Certo, è stato solo un accordo interlocutorio: a decidere sarà il consiglio dei capi di stato e di governo, il prossimo 23 aprile. Ma la politica torna a infiammarsi per la prima volta dallo scoppio della crisi coronavirus. Il governo è fiducioso, dopo quello che definisce “un ottimo primo tempo”. Per Gualtieri e per il premier Giuseppe Conte, infatti, l’intesa non impone all’Italia di accettare il controllo della Trojka sui conti. E in ogni caso il governo italiano non intende ricorrere al tanto contestato Meccanismo di stabilità. Il Movimento ha messo in chiaro il proprio niet e Conte si è affrettato a precisarlo: «Io ho una sola parola, la mia posizione e quella del governo sul Mes non è mai cambiata e mai cambierà». Cinque ore di incontro a palazzo Chigi tra il presidente del Consiglio, Giuseppe Conte, e i capi delegazione al governo per una nota di sintesi usata nella conferenza stampa del premier: l’Italia ha posto al centro dell’agenda europea il tema dei titoli per finanziare il piano di rinascita dell’economia.

«Quella è la battaglia decisiva», aveva detto Gualtieri. Ma con il passare delle ore le opposizioni hanno fiutato il filone e provato a cavalcarlo. «Presentiamo una mozione individuale di sfiducia verso il ministro Gualtieri», dice Salvini per le opposizioni. Il ministro Dem, già sulla graticola, ha dovuto fronteggiare anche l’insorgere di un problemino non da poco: la patrimoniale. Per meglio dire, il “contributo di solidarietà” che il suo partito ha proposto, con Graziano Del Rio e Matteo Orfini. Una tassa che riguarderebbe tutti i redditi sopra agli ottantamila euro, per due anni. Misura non concordata con gli alleati di maggioranza, che trasecolano. Il premier dice di essere stato colto di sorpresa.

«L’ho appreso oggi, non c’è nessuna proposta concreta». Ettore Rosato, di Italia Viva, si affida all’ironia: «Dai nostri partner di governo ho sentito no alla riapertura graduale delle imprese, no all’attivazione del sostegno europeo tramite il Mes e sì alla patrimoniale. Auguri Italia». Come lui, Silvia Fregolent: «Con il Paese in ginocchio è da irresponsabili pensare a nuove tasse». Alza la voce Anna Maria Bernini (FI): “No alla patrimoniale del Pd”. Contrario anche il M5S. Vito Crimi: «È una loro iniziativa. Rimaniamo contrari a qualunque forma di patrimoniale». Matteo Orfini ci affida la sua risposta: «I Cinque Stelle parlano degli ultimi e di eguaglianza, ma poi quando bisogna agire si dileguano». La sensazione è che – rimasti a lungo a distanza di sicurezza – gli alleati di governo abbiano perso affiatamento. L’intemerata di Conte, ieri sera, ha provato a rinsaldare la coalizione.

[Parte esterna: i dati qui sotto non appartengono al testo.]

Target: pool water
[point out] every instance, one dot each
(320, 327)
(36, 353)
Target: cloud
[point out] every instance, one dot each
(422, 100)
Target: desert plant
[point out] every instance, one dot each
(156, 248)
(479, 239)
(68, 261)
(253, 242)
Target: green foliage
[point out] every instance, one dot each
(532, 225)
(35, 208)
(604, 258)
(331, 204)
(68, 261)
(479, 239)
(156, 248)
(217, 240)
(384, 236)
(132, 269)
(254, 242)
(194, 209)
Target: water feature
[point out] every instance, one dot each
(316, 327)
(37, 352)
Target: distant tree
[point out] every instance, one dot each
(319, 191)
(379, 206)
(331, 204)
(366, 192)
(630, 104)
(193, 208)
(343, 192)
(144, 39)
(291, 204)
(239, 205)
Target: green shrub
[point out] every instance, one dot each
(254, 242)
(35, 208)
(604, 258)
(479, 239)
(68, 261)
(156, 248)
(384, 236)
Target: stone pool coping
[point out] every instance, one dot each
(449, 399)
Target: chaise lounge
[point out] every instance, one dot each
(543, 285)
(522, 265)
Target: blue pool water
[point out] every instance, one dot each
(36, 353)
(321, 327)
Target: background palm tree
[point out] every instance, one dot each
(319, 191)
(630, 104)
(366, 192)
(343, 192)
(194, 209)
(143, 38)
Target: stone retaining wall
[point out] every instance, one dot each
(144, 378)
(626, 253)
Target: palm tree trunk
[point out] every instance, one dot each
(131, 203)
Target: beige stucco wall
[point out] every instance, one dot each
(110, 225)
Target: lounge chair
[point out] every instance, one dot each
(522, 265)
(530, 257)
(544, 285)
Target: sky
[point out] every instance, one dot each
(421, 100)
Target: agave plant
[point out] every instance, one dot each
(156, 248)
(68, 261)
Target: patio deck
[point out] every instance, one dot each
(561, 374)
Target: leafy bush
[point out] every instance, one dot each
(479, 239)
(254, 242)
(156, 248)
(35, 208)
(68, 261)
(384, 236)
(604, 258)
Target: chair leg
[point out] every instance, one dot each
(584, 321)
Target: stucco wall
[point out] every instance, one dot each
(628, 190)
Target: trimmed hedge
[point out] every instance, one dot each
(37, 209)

Tra i consiglieri più vicini al ministro Gualtieri c’è il deputato romano dem Claudio Mancini. «Il contributo chiesto dal Pd è una tantum, data la straordinarietà dell’emergenza», dichiara al Riformista. «Ci sono due interventi diversi, da una parte quello per supportare da parte dei redditi più alti lo sforzo finanziario del governo e dall’altra una serie di misure inedite per garantire agibilità ai soggetti produttivi. Su quest’ultimo punto stiamo aumentando come mai prima gli ammortizzatori sociali, i contributi a fondo perduto, il rinvio delle scadenze fiscali.

Abbiamo bloccato gli effetti dei protesti e delle procedure fallimentari per questo periodo», aggiunge il parlamentare. L’euroscetticismo, sulle lance di Salvini e Meloni, guadagna spazio. E secondo Monitor Italia è ieri scesa al 44% la percentuale degli italiani che credono sia giusto rimanere nell’Unione Europea. Erano oltre il sessantacinque per cento prima della crisi.